Выбрать главу

Понятно, что ответом на такое отношение должен был стать «поколенческий шовинизм», неприятно осложнивший литературную ситуацию 90-х. Однако сколь ни раздражали порой дурные нравы, сколь ни огорчало демонстративное небрежение традицией, это была мелочь по сравнению с другим следствием «компенсаторной» стратегии. В ее рамках современная словесность оценивалась с точки зрения все той же «ликвидации лакун» — нужно то, о чем прежде писать не дозволялось. Прежде, как известно, закрытых тем было больше чем достаточно: армия в натуральном виде (и афганская война), тюремно-лагерная система, социальное дно (бомжи, проститутки, алкоголики), жизнь номенклатуры, эротика, мистика.

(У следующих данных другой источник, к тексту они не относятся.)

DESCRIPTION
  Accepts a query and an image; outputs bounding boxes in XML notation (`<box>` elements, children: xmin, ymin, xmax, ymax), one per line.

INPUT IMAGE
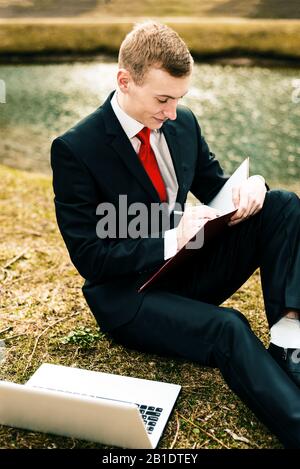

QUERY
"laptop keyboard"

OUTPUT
<box><xmin>137</xmin><ymin>404</ymin><xmax>163</xmax><ymax>435</ymax></box>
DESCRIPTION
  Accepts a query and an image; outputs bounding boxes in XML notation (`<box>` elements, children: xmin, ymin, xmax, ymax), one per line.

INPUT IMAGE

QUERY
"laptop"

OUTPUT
<box><xmin>0</xmin><ymin>363</ymin><xmax>181</xmax><ymax>449</ymax></box>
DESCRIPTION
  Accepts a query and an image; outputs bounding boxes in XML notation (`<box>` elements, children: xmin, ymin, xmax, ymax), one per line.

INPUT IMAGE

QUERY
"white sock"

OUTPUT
<box><xmin>270</xmin><ymin>316</ymin><xmax>300</xmax><ymax>348</ymax></box>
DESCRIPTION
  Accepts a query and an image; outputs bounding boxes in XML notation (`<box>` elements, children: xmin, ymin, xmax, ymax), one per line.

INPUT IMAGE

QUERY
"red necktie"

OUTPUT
<box><xmin>136</xmin><ymin>127</ymin><xmax>167</xmax><ymax>202</ymax></box>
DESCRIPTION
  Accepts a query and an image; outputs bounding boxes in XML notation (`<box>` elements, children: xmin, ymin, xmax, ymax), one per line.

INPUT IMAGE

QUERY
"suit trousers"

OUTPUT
<box><xmin>111</xmin><ymin>190</ymin><xmax>300</xmax><ymax>448</ymax></box>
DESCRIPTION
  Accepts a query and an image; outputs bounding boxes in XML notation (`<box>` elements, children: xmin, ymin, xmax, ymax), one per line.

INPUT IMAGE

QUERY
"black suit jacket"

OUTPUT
<box><xmin>51</xmin><ymin>94</ymin><xmax>227</xmax><ymax>331</ymax></box>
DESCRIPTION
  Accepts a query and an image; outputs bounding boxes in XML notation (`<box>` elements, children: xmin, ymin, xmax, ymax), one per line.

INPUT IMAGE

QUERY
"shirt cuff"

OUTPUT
<box><xmin>164</xmin><ymin>228</ymin><xmax>177</xmax><ymax>261</ymax></box>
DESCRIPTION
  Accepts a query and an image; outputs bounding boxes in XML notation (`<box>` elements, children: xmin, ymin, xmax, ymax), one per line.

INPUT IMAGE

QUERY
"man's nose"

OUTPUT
<box><xmin>164</xmin><ymin>100</ymin><xmax>177</xmax><ymax>121</ymax></box>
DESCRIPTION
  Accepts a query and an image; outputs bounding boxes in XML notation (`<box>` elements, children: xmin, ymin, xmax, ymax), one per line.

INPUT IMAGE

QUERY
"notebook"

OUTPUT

Следственно, теперь все это оказалось «востребованным». Безотносительно к качеству письма. Точно так же на повестку дня было поставлено «новаторство», то есть использование некоторого количества повествовательных приемов, почерпнутых из кладовых серебряного века, русских 20-х годов, относительно новой европейской, американской и латиноамериканской словесности. Если не было вчера, значит, должно быть сегодня. Реальная новизна письма (а главное — мера его выразительности и осмысленности) учитывались минимально. Важно было закрыть бреши — как тематические, так и формальные. Особенно хорош был вариант, когда «смелая тема» (к примеру, уголовщина или секс) оркестровалась «смелым приемом» (ремизовским или зощенковским сказом, разжиженным потоком сознания, аффектированной стилизацией Набокова и т. п.). Разумеется, такого рода словесность на самом деле не имела под собой никакого объединяющего начала (представляли ее в легальной печати люди разных возрастных групп и уровня дарований — от опытнейших мастеров вроде Петрушевской и Евгения Попова до малограмотных дебютантов) — зато ее удобно было мыслить антитезой чему-то то ли идеологически связанному с режимом, то ли просто устарелому: изобретатели крайне неудачного термина «другая проза» не потрудились объяснить, какую именно прозу они считают «не другой».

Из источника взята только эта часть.